Progettare sulle ceneri dei vecchi regimi (e dentro i nuovi) è però soggetto alle oscillazioni della storia e all’altalena dei cambi di potere. Prendi la Georgia. «Terra bellissima e turbolenta, cristiana in un Caucaso spartito con l’Islam, per i greci il limite dove collocare miti e leggende sul lato oscuro, Giasone e gli Argonauti, Medea che uccide i figli...». Ne è innamorato, Michele De Lucchi (Amdl Circle è lui), cittadino onorario con tanto di passaporto. Nel 2003 la “rivoluzione delle rose” porta al potere Mikheil Saakashvili: taglio netto col passato, guerra alla corruzione, ha bisogno di simboli, segni forti e identitari, niente che somigli a qualcosa di russo o sei fuori gioco.

 

Sinuoso e fluido, in acciaio e vetro, è di De Lucchi a Tbilisi il ministero degli Interni e sede della polizia, poi a Batumi il Palazzo di Giustizia e l’hotel Medea. «Ma la commessa più straordinaria la ricevo nel 2008», racconta: «Pochi giorni dopo la folle guerra di un mese contro la Russia per l’Ossezia del Sud, il presidente mi dà appuntamento alle 3 e mezzo di notte, quando atterrano gli aerei dall’ovest, e mi chiede di realizzare nella capitale, in un ex caravanserraglio sulle rive del fiume Mtkvari, un monumento alla pace».

 

Un anno e il Ponte della pace è fatto: pedonale, coperto, una conchiglia reticolare su quattro sottili piloni, costruito a Pordenone e rimontato in loco, come una stanza sospesa tra le due rive, assai diverse, cui appartiene.
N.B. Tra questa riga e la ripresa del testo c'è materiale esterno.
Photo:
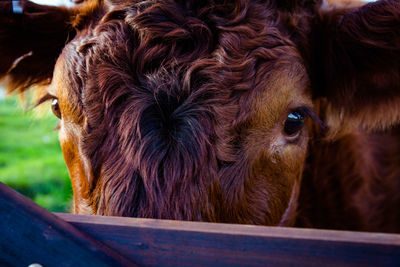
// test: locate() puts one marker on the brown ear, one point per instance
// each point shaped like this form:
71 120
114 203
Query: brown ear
356 66
31 41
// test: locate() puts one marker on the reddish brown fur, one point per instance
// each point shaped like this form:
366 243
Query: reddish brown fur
175 109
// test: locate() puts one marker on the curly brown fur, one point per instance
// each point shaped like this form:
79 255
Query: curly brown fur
177 109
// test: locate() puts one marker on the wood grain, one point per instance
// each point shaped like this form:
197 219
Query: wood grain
31 234
175 243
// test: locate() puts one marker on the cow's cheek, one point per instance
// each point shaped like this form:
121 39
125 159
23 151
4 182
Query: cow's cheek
279 175
69 144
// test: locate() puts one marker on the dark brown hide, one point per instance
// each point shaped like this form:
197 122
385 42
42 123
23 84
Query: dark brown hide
180 109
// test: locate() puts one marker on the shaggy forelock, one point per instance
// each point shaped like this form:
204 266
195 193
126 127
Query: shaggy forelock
165 97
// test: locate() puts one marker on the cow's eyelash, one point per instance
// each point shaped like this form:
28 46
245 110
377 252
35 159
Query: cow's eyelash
44 98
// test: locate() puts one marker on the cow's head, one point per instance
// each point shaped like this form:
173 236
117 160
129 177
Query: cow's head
202 110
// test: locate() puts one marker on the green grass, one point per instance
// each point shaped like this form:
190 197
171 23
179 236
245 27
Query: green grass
30 156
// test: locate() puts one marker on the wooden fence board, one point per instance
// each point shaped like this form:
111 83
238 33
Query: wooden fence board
175 243
31 234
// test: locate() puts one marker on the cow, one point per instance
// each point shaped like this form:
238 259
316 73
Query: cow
258 112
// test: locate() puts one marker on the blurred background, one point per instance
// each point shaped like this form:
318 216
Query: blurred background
31 161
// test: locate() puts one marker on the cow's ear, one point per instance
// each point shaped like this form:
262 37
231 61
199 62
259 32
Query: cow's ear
355 66
31 38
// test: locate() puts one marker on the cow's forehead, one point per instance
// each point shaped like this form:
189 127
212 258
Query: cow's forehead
150 52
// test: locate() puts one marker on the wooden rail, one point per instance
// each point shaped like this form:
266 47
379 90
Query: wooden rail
148 242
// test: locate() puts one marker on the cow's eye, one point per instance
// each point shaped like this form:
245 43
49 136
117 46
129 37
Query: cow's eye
56 108
294 123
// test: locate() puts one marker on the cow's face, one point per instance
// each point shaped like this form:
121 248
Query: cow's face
184 111
207 124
È uno dei simboli della città, e la notte di Capodanno ci si riversano in migliaia per esprimere un desiderio, dopo che Tekuna Gachechiladze, la chef del Café Littera che sta rivoluzionando la cucina georgiana, ha visto realizzato il suo, sposarsi e avere un figlio.

 

Più accidentata l’avventura caucasica di Massimiliano e Doriana Fuksas. Nel 2012 entra in funzione il complesso che ospita il Registro nazionale, la Banca centrale e il ministero dell’Energia, undici differenti petali su quattro piani e una grande piazza front-office, di immediata potenza simbolica perché il cittadino vede quel che il funzionario fa.

 

Sulla riva opposta del fiume sorge intanto il doppio edificio sinusoidale pensato come auditorium e centro espositivo: ma, spodestato Saakashvili nel 2013, il magnate dei media filorusso salito al potere non ne vuole più sapere. Vuoto, in tutta la sua magnificenza, lo usano come set per sfilate di moda e foto di matrimonio.